How do I analytically solve for k to satisfy:
$$||kA-I||<1$$?
Here, k is a real number scalar, A is a known matrix.

Homework Equations

The Attempt at a Solution

I am confused because if A was a number, I could break it into two cases where kA-I is positive and negative. But now A is a matrix so I can't do so. How should I look at the problem and what other equations are relevant?

Suppose the norm of A is 5, e.g. A = [5 0;0 5]. Then I know that the upper limit of k is 2/5, so that kA-I can be at most [1 0;0 1]. I also know that the lower limit of k has to be 0, because if k is ever negative, the norm would be greater than one, since the norm of I is already 1.

But how do I solve for this kind of result given an arbitrary matrix A?

- Thanks

 

[HallsofIvy]

There are several different definitions of "norm" of a matrix.
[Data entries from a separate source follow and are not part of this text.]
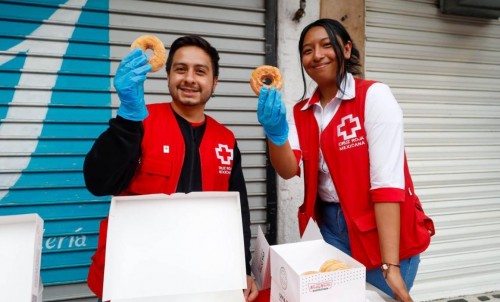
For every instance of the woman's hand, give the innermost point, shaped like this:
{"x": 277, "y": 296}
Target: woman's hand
{"x": 397, "y": 284}
{"x": 251, "y": 292}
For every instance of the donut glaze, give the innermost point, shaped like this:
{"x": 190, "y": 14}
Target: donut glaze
{"x": 265, "y": 75}
{"x": 159, "y": 56}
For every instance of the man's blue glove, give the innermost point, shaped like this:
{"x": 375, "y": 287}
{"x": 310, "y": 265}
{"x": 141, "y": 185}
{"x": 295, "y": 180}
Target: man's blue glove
{"x": 271, "y": 113}
{"x": 129, "y": 84}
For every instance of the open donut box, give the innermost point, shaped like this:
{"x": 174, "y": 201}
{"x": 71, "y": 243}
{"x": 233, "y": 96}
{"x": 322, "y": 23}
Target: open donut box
{"x": 281, "y": 267}
{"x": 175, "y": 248}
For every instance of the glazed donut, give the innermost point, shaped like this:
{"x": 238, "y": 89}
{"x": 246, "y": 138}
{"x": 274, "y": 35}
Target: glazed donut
{"x": 265, "y": 75}
{"x": 159, "y": 56}
{"x": 310, "y": 273}
{"x": 332, "y": 265}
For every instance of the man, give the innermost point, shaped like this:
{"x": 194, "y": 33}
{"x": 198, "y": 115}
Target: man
{"x": 166, "y": 147}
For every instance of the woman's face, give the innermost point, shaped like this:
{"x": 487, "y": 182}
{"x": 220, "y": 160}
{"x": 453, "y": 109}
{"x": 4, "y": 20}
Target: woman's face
{"x": 318, "y": 56}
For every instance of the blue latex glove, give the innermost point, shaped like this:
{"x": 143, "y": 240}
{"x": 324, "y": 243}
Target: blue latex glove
{"x": 271, "y": 113}
{"x": 129, "y": 84}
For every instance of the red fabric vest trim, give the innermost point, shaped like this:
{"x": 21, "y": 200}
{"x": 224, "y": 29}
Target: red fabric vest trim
{"x": 344, "y": 146}
{"x": 160, "y": 168}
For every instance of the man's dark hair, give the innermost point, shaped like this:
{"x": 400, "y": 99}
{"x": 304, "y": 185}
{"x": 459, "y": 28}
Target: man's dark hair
{"x": 194, "y": 40}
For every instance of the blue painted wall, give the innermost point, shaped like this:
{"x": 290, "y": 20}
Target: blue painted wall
{"x": 76, "y": 111}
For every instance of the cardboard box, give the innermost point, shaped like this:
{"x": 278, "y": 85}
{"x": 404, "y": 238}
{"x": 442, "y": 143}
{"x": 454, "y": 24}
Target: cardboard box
{"x": 289, "y": 261}
{"x": 309, "y": 254}
{"x": 180, "y": 247}
{"x": 261, "y": 266}
{"x": 20, "y": 255}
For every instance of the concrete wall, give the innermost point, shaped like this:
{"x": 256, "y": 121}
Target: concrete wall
{"x": 290, "y": 192}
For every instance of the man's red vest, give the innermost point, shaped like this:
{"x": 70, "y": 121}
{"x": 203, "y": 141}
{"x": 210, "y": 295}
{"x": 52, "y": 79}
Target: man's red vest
{"x": 346, "y": 153}
{"x": 160, "y": 168}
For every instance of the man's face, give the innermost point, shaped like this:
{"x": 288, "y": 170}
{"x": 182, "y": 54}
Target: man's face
{"x": 191, "y": 81}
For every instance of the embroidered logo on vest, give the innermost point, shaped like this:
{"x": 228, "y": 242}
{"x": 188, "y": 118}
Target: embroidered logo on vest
{"x": 348, "y": 127}
{"x": 225, "y": 155}
{"x": 347, "y": 130}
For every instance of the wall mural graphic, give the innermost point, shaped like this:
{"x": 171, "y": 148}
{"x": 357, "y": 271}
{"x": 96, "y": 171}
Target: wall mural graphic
{"x": 54, "y": 101}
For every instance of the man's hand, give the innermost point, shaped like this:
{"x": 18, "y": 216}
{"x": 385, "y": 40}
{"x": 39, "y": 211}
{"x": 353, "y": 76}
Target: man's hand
{"x": 129, "y": 85}
{"x": 251, "y": 292}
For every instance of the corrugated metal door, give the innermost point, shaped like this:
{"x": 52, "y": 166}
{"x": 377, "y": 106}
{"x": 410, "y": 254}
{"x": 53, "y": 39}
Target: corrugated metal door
{"x": 57, "y": 59}
{"x": 444, "y": 71}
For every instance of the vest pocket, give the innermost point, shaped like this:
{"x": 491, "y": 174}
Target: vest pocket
{"x": 152, "y": 176}
{"x": 365, "y": 239}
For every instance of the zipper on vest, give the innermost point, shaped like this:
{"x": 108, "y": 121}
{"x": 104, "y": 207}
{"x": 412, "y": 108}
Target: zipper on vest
{"x": 191, "y": 160}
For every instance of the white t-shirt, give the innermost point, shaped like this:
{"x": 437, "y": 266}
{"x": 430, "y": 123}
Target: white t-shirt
{"x": 385, "y": 136}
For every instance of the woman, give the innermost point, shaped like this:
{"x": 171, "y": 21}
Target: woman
{"x": 349, "y": 137}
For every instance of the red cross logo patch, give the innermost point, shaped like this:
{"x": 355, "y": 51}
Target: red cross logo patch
{"x": 348, "y": 127}
{"x": 224, "y": 154}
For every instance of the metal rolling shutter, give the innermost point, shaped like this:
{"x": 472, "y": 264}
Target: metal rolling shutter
{"x": 57, "y": 60}
{"x": 444, "y": 72}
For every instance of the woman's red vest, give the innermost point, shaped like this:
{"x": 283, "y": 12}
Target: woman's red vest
{"x": 160, "y": 167}
{"x": 345, "y": 149}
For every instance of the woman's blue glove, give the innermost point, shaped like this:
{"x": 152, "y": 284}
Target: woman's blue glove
{"x": 271, "y": 113}
{"x": 129, "y": 84}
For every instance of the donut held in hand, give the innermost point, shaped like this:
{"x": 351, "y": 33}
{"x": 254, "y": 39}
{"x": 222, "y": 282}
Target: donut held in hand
{"x": 159, "y": 56}
{"x": 265, "y": 75}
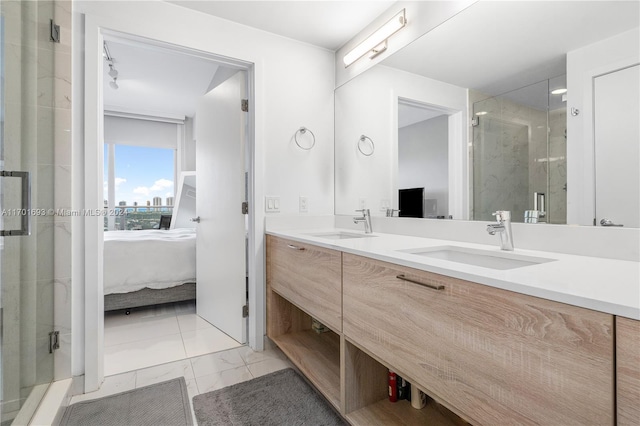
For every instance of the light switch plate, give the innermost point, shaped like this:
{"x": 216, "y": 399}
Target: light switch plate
{"x": 304, "y": 205}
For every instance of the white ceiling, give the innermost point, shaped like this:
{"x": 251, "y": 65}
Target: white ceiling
{"x": 155, "y": 81}
{"x": 496, "y": 46}
{"x": 328, "y": 24}
{"x": 161, "y": 82}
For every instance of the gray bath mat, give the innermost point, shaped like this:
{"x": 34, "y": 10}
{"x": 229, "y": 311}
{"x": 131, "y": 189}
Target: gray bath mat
{"x": 280, "y": 398}
{"x": 162, "y": 404}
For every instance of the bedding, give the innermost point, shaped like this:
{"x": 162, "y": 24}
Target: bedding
{"x": 151, "y": 258}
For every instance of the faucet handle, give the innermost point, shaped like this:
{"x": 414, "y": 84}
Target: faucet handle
{"x": 502, "y": 215}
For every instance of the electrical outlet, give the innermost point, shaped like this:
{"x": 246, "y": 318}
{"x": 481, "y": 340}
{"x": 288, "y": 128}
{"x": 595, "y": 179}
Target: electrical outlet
{"x": 304, "y": 205}
{"x": 272, "y": 204}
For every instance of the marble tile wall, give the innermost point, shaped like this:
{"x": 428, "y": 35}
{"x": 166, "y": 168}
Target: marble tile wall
{"x": 511, "y": 157}
{"x": 36, "y": 269}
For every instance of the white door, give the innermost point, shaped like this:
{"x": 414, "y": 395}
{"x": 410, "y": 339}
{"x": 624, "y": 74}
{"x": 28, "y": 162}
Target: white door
{"x": 220, "y": 242}
{"x": 617, "y": 147}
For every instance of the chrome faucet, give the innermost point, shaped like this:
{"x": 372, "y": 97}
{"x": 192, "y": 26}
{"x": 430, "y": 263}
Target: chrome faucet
{"x": 502, "y": 227}
{"x": 366, "y": 218}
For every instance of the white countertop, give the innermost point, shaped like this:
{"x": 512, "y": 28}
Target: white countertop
{"x": 605, "y": 285}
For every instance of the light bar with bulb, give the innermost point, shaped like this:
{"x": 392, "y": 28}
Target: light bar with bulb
{"x": 376, "y": 39}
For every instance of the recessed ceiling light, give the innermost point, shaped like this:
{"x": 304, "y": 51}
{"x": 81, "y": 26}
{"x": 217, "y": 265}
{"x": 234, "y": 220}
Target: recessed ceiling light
{"x": 558, "y": 91}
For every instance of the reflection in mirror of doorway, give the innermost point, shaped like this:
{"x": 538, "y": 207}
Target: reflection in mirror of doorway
{"x": 423, "y": 158}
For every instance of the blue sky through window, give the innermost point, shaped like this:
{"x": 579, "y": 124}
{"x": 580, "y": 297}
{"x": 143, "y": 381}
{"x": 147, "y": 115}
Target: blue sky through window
{"x": 141, "y": 173}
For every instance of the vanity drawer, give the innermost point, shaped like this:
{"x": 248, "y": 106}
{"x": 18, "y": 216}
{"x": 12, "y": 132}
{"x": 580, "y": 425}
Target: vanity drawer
{"x": 494, "y": 356}
{"x": 628, "y": 366}
{"x": 308, "y": 276}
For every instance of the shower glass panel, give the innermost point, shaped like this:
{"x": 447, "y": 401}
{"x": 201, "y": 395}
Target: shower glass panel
{"x": 26, "y": 261}
{"x": 519, "y": 153}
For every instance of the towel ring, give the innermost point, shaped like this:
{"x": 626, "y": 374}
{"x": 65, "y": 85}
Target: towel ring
{"x": 302, "y": 131}
{"x": 366, "y": 152}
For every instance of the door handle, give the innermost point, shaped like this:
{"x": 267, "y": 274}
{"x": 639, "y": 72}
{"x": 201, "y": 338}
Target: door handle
{"x": 25, "y": 224}
{"x": 608, "y": 222}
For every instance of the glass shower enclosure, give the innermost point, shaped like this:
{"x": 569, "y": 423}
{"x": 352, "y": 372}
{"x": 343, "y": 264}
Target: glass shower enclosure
{"x": 519, "y": 154}
{"x": 27, "y": 67}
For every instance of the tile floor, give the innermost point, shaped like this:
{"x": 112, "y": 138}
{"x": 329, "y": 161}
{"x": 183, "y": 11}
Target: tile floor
{"x": 165, "y": 342}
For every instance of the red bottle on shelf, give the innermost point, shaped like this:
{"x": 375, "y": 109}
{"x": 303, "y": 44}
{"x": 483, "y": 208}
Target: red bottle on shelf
{"x": 393, "y": 389}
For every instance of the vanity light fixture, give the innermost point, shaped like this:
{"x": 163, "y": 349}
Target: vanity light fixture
{"x": 376, "y": 43}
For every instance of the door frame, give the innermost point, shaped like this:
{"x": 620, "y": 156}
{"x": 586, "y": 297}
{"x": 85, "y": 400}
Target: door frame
{"x": 87, "y": 183}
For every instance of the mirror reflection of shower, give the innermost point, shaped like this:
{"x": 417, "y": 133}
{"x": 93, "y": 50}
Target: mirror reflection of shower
{"x": 518, "y": 155}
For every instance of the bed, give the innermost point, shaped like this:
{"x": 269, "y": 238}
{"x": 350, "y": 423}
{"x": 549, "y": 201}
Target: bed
{"x": 149, "y": 267}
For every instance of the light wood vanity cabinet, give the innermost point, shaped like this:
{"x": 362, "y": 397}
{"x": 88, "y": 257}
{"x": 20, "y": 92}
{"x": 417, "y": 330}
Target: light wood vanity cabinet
{"x": 309, "y": 277}
{"x": 488, "y": 356}
{"x": 628, "y": 371}
{"x": 492, "y": 356}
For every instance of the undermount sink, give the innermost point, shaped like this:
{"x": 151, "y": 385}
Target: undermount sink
{"x": 339, "y": 235}
{"x": 478, "y": 257}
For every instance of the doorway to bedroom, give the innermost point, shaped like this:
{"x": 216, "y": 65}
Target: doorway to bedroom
{"x": 176, "y": 161}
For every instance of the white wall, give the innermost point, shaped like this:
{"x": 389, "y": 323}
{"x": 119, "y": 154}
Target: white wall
{"x": 188, "y": 146}
{"x": 423, "y": 159}
{"x": 422, "y": 16}
{"x": 129, "y": 131}
{"x": 583, "y": 65}
{"x": 293, "y": 87}
{"x": 368, "y": 105}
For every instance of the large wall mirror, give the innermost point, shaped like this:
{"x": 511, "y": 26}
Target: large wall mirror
{"x": 506, "y": 106}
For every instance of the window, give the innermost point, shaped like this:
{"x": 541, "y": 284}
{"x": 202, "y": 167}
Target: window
{"x": 142, "y": 186}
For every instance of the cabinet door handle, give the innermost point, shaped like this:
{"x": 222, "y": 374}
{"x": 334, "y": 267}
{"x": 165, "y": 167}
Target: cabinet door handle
{"x": 435, "y": 287}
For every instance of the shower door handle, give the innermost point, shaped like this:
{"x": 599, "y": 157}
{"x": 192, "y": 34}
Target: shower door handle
{"x": 609, "y": 222}
{"x": 25, "y": 212}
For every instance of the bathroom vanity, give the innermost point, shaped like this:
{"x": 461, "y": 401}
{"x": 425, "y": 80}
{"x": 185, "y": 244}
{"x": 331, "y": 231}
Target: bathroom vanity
{"x": 526, "y": 344}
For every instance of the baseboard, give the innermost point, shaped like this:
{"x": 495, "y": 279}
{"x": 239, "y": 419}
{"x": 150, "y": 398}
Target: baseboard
{"x": 50, "y": 410}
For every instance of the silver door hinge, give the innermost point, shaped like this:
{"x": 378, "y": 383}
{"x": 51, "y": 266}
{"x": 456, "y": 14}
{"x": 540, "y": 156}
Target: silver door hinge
{"x": 54, "y": 32}
{"x": 54, "y": 341}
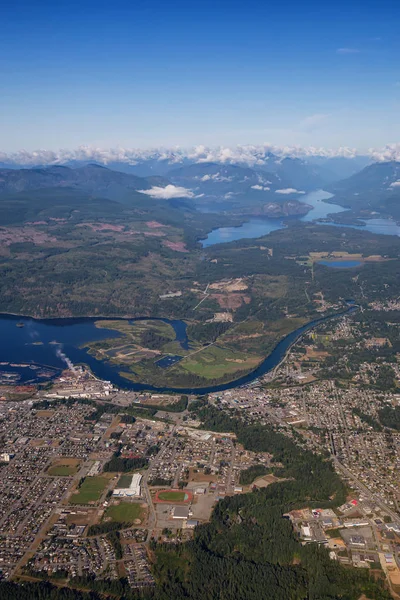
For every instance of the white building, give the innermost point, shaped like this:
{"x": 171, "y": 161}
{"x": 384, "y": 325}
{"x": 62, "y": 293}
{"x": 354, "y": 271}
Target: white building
{"x": 133, "y": 491}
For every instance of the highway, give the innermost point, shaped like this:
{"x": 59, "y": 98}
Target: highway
{"x": 367, "y": 493}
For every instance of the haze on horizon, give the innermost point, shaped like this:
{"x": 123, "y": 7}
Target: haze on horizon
{"x": 164, "y": 74}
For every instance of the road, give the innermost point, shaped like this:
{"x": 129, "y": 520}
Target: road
{"x": 367, "y": 493}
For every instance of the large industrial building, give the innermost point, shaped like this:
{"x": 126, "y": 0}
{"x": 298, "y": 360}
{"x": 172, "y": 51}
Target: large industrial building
{"x": 133, "y": 491}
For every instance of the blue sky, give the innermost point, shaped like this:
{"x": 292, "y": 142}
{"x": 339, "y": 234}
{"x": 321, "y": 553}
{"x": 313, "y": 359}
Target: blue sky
{"x": 149, "y": 73}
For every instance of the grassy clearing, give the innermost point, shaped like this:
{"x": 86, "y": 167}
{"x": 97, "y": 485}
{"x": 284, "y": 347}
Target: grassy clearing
{"x": 90, "y": 490}
{"x": 64, "y": 467}
{"x": 215, "y": 362}
{"x": 169, "y": 496}
{"x": 124, "y": 481}
{"x": 125, "y": 512}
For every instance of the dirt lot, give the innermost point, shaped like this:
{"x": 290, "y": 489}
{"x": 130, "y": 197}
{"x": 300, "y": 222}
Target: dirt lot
{"x": 45, "y": 413}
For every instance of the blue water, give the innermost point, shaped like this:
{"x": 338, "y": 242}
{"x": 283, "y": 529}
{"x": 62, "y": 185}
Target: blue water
{"x": 320, "y": 208}
{"x": 257, "y": 227}
{"x": 340, "y": 264}
{"x": 71, "y": 334}
{"x": 381, "y": 226}
{"x": 168, "y": 361}
{"x": 253, "y": 228}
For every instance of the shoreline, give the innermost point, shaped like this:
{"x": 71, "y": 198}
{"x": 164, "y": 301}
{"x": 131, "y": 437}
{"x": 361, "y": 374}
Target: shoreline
{"x": 268, "y": 364}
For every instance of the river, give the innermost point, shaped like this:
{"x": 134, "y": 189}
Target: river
{"x": 258, "y": 227}
{"x": 40, "y": 349}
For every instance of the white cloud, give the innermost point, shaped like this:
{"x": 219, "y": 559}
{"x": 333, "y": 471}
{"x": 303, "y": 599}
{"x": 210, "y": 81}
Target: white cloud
{"x": 391, "y": 152}
{"x": 347, "y": 51}
{"x": 170, "y": 191}
{"x": 249, "y": 155}
{"x": 260, "y": 187}
{"x": 289, "y": 191}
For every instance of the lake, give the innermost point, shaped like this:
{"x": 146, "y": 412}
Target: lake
{"x": 40, "y": 349}
{"x": 258, "y": 227}
{"x": 252, "y": 228}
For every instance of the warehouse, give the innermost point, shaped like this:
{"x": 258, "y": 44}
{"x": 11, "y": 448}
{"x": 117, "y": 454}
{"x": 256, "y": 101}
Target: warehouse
{"x": 133, "y": 491}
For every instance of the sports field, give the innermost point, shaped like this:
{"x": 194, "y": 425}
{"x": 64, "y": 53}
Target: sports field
{"x": 90, "y": 491}
{"x": 125, "y": 512}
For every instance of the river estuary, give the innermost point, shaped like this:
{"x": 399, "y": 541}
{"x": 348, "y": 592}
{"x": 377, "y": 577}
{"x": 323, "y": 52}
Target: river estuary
{"x": 37, "y": 350}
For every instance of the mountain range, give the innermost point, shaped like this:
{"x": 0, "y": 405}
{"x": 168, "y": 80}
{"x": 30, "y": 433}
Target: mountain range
{"x": 275, "y": 187}
{"x": 375, "y": 189}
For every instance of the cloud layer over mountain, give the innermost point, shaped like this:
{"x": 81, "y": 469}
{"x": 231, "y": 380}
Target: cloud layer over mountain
{"x": 251, "y": 155}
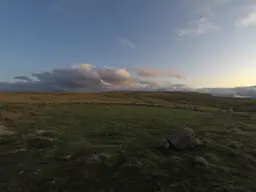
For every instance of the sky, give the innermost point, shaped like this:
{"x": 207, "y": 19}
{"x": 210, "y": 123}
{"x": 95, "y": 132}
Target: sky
{"x": 200, "y": 43}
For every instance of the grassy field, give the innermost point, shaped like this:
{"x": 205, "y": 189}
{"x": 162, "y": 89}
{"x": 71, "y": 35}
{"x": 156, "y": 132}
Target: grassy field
{"x": 115, "y": 147}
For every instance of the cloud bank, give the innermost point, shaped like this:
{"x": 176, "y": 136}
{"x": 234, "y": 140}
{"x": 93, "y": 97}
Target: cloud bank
{"x": 86, "y": 77}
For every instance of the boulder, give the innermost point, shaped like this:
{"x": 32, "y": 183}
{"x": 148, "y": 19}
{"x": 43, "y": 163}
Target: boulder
{"x": 181, "y": 139}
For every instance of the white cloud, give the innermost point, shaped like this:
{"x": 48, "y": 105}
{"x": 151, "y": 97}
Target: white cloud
{"x": 126, "y": 42}
{"x": 86, "y": 77}
{"x": 198, "y": 27}
{"x": 248, "y": 20}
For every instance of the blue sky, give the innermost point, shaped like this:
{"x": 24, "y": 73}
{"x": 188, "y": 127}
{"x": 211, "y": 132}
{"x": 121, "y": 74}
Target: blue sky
{"x": 211, "y": 42}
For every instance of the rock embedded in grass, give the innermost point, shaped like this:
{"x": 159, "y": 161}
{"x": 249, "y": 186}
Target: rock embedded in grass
{"x": 182, "y": 139}
{"x": 201, "y": 161}
{"x": 38, "y": 142}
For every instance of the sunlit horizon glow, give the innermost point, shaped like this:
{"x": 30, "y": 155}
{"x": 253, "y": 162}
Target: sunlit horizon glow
{"x": 199, "y": 43}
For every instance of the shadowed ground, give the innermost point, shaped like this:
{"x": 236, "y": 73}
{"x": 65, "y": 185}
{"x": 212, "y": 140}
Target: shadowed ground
{"x": 101, "y": 147}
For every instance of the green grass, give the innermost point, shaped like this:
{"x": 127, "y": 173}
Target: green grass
{"x": 126, "y": 140}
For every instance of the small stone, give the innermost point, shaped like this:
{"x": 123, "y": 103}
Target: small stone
{"x": 166, "y": 144}
{"x": 201, "y": 161}
{"x": 21, "y": 172}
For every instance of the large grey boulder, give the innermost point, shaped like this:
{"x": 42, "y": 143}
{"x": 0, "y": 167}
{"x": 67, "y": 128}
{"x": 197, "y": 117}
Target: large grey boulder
{"x": 181, "y": 139}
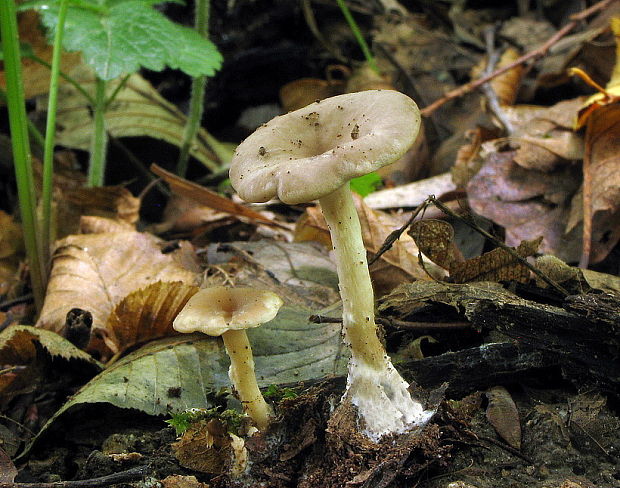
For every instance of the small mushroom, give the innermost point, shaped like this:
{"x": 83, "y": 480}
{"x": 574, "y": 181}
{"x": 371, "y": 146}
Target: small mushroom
{"x": 310, "y": 154}
{"x": 228, "y": 312}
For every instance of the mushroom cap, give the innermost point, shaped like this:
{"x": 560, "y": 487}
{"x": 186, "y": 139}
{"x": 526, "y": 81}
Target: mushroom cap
{"x": 311, "y": 152}
{"x": 218, "y": 309}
Which are you using here?

 

[saltine]

The largest gain in magnitude to a vector:

For y = Ax, the norm of A is the largest 'a' satisfying |y| = a|x| from all possible choices of x, where |.| is the 2-norm of the vector. Does this definition make sense?

 

[Dick]

The vector norm of Ax squared is Ax.Ax (dot product). So you can find the operator norm of A by finding the square root of the largest eigenvalue of A*A^(T).

 

[saltine]

So in my original equation where I am trying to find the unknown k such that $$||kB-I||<1$$, my $$A$$ is $$kB-I$$. To find the eigenvalues of $$AA^T$$, I do $$0 = \lambda I - AA^T = \lambda I - (kB-I)(kB-I)^T$$

Is there a way to pull out k so that I could solve for k in terms of the old eigenvalues or the old norm?

- Thanks

 

[Dick]

I don't think you can really 'pull out the k' in any useful way. I think you just have to put the matrix B in and crank it out. It could get pretty complicated unless the matrix is small.